Thanksgiving is over, the family is (finally) gone, and yet we still feel like we’re wandering around in a Tryptophan-induced haze. That makes it oddly appropriate that this week we’ve found ourselves reaching for fiction to match our state of mind–bizarre, haunting, strange stories about family, love, and the fundamental strangeness of human relationships.
Alex P: Lee’s prose is a rare beast: astonishing, evocative, strangely beautiful, yet never ostentatious, never overshadowing the humanity of her characters of the realism of her narratives. Each story in Bobcat is a glimpse into a fully realized world, populated with characters at once unique and familiar. But it’s the writing that makes this one of my favorite recent reads. In one story, the male narrator at a Taliesin-esque artists colony contemplates his mentor: “He is wistful in my memory, staring off, imagining a building that might at last equal nature—generative and wild, but utterly organized at heart.” She might as well be describing her own prose.
Mallory: Nell Zink’s debut novel came to Scribd last week (our first novel from The Dorothy Project!) with a wealth of spectacular blurbs: The New York Times calling it “heady and rambunctious,” Harpers Bazaar declaring it “hilarious and utterly captivating,” Flavorwire naming it the best debut of the year from an American writer, and so on and so forth. It’s the kind of praise that can make you a little suspicious, and so I waded in cautiously.
The opening sections were challenging—brutally, painfully honest with a potent strangeness wafting around like a heavily-scented candle had just been snuffed out in the next room. But then the narrator came alive. “I couldn’t envy the birds. Their lives weren’t as simple as mine. My life was like falling off a log comfortably located somewhere light-years above the earth.” Suddenly, I couldn’t put the book down.
Nell Zink has written an often bizarre but deeply resonant novel about marriage, infidelity, gender roles, boredom, and self-actualization that completely, utterly earns the praise that’s been lavished on it. It’s both cathartic and cautionary. Every woman under the age of 35 should read it. Actually, every person under the age of 35 should read it. This weekend, I’ll be re-reading it, in tandem with Wild.
Alex K: I just loved The Rosie Project. I happened upon it in Australia (the author’s home country), and read it in a Balinese hammock over the course of two days. It’s charming, quirky, and so, so funny. The protagonist, Don, is an awkward, emotionally stunted professor on a quest to find a life partner using the same hyper-analytical approach he brings to his work. He devises a lengthy questionnaire for his potential mates, with questions like: How many drinks do you imbibe per week? What is an acceptable time to arrive to a meeting? Then he meets Rosie—a spunky grad student on her own mission to find her biological father—who happens to fail virtually all of Don’s criteria. And yet something sticks. What follows is a touching, hilarious story about people looking for love and love finding them instead.

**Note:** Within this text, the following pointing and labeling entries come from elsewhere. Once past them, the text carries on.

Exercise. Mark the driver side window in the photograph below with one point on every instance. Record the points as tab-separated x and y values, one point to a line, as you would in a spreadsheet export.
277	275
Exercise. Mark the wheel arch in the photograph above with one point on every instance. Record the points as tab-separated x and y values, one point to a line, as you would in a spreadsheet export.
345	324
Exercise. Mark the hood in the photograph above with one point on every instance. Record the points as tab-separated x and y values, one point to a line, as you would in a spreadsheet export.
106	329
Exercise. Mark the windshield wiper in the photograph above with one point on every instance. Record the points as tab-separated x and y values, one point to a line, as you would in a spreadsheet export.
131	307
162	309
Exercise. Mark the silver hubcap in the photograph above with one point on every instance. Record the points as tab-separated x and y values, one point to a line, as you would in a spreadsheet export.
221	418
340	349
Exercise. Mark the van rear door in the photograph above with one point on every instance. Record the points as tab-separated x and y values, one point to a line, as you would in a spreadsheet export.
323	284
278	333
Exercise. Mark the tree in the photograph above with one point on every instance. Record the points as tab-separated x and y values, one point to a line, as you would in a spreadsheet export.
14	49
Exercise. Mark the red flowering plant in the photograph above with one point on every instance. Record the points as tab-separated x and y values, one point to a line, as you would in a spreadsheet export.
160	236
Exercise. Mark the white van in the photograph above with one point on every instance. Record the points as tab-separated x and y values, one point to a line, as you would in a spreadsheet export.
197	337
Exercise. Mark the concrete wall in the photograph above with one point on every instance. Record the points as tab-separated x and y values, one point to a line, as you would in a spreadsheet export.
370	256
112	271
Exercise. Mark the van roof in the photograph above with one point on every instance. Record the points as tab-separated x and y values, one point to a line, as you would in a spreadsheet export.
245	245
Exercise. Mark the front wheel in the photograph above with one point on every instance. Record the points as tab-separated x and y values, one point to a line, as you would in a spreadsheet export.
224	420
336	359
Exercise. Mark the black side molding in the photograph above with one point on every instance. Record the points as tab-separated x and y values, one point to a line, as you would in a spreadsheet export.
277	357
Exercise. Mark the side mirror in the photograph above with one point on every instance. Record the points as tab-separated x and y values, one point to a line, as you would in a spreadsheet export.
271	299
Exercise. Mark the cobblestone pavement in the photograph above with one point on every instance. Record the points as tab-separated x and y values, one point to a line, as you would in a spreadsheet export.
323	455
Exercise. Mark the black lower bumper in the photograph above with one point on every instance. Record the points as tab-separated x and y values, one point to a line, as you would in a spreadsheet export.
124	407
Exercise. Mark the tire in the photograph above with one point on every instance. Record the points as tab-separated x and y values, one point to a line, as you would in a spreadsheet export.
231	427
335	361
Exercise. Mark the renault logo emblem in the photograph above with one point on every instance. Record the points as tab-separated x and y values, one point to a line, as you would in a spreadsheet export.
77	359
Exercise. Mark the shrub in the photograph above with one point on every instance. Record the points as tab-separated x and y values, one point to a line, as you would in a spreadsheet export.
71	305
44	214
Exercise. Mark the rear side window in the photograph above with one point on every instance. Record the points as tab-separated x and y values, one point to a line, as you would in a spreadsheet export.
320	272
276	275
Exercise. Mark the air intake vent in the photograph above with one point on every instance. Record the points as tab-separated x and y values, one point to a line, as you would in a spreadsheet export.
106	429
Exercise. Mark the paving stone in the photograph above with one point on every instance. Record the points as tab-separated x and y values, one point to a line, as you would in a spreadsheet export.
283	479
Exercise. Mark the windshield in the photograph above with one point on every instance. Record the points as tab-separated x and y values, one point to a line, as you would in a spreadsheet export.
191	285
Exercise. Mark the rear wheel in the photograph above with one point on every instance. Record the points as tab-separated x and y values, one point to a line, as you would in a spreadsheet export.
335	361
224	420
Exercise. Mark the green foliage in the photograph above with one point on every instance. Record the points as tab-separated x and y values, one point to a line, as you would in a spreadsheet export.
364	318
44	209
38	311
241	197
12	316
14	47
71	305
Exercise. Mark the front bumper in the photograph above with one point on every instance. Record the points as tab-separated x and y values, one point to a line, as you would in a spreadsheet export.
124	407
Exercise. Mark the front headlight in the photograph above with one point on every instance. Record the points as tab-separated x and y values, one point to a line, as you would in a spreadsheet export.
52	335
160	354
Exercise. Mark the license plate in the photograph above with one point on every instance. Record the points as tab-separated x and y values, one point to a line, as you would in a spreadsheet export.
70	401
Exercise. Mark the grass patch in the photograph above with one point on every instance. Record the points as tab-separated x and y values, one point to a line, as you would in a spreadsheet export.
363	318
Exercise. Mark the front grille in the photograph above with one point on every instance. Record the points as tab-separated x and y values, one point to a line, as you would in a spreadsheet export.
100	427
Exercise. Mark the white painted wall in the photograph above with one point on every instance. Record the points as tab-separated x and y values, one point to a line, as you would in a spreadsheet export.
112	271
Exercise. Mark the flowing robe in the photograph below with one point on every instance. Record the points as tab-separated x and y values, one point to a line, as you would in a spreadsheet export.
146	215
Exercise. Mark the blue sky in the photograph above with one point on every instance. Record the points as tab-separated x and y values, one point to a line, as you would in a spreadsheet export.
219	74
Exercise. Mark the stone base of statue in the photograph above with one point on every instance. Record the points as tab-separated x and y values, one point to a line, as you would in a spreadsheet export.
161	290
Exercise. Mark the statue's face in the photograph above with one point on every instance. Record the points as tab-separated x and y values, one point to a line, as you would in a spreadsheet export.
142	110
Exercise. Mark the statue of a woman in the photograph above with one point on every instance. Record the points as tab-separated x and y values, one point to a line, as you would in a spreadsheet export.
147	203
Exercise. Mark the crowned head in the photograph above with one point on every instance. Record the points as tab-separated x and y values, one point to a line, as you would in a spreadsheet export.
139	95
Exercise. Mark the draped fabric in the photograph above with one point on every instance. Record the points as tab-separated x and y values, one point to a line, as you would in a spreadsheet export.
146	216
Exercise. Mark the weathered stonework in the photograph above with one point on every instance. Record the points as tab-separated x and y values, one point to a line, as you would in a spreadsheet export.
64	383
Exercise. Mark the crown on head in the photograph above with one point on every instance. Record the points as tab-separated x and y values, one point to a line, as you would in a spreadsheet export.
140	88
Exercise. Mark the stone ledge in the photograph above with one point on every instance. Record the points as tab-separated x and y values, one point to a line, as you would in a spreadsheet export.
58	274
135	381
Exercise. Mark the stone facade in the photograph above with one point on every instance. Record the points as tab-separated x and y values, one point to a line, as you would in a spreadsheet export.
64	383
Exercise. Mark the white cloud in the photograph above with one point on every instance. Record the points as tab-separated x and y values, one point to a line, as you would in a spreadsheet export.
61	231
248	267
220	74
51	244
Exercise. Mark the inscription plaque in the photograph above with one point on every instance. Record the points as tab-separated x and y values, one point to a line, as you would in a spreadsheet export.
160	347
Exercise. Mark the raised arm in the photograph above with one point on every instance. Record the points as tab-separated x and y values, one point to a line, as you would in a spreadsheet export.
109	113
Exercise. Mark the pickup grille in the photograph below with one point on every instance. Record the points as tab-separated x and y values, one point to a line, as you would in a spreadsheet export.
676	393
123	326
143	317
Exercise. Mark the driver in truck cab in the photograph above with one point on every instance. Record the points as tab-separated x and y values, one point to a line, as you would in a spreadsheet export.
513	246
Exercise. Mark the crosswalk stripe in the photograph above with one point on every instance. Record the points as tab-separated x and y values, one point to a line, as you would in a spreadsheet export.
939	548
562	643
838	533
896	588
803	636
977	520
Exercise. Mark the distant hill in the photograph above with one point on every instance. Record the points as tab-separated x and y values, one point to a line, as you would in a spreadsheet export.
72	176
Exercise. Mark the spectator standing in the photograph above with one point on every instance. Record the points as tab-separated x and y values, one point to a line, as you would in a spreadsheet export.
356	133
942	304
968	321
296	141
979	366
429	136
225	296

Ashley: Forget about Google Glass or any other current technological advancement that supposedly makes us more “connected”—in the foreseeable future, at least according to Ramez Naam, an (outlawed) drug will link human minds. Text messages will pop up in your mind. You’ll feel each other’s emotions and see each other’s pasts. To some, this is the dawn of a new era for human understanding; to others, this is an existential threat to our humanity. At first, the whole idea sounded completely heinous to me. But Naam does an amazing job of exploring every side of the question in all its ideological, moral, and legal levels. But this isn’t just a series of angry chat logs and philosophical disquisitions—it’s also a fast-paced and surprisingly fun international spy thriller.
Niree: Recently, a yellowed first edition of Erich Segal’s Love Story appeared on my doorstep. The cover is very 70s, the letters themselves donning bellbottoms, the colors starting to brown like the interior of an old station wagon. It was a present from my boyfriend, which seemed sweet until I actually read the book.
Love Story is a slim volume, but that doesn’t stop it from punching you straight in the heart with a pair of brass knuckles. Basically, it’s about a young couple who falls in love. That’s it. But that’s not it. The first thing you notice is that this story is told with remarkable clarity. Its staccato styling and brisk pace have helped make this bestseller a modern classic. It’s tender and tragic. Sassy and sensitive. Much like love itself, it feels like a fever dream. And when that fever breaks and the story ends, you’ll cry. Oh, you’ll cry. But like any important experience—relationship or book—you’ll never regret having gone through it.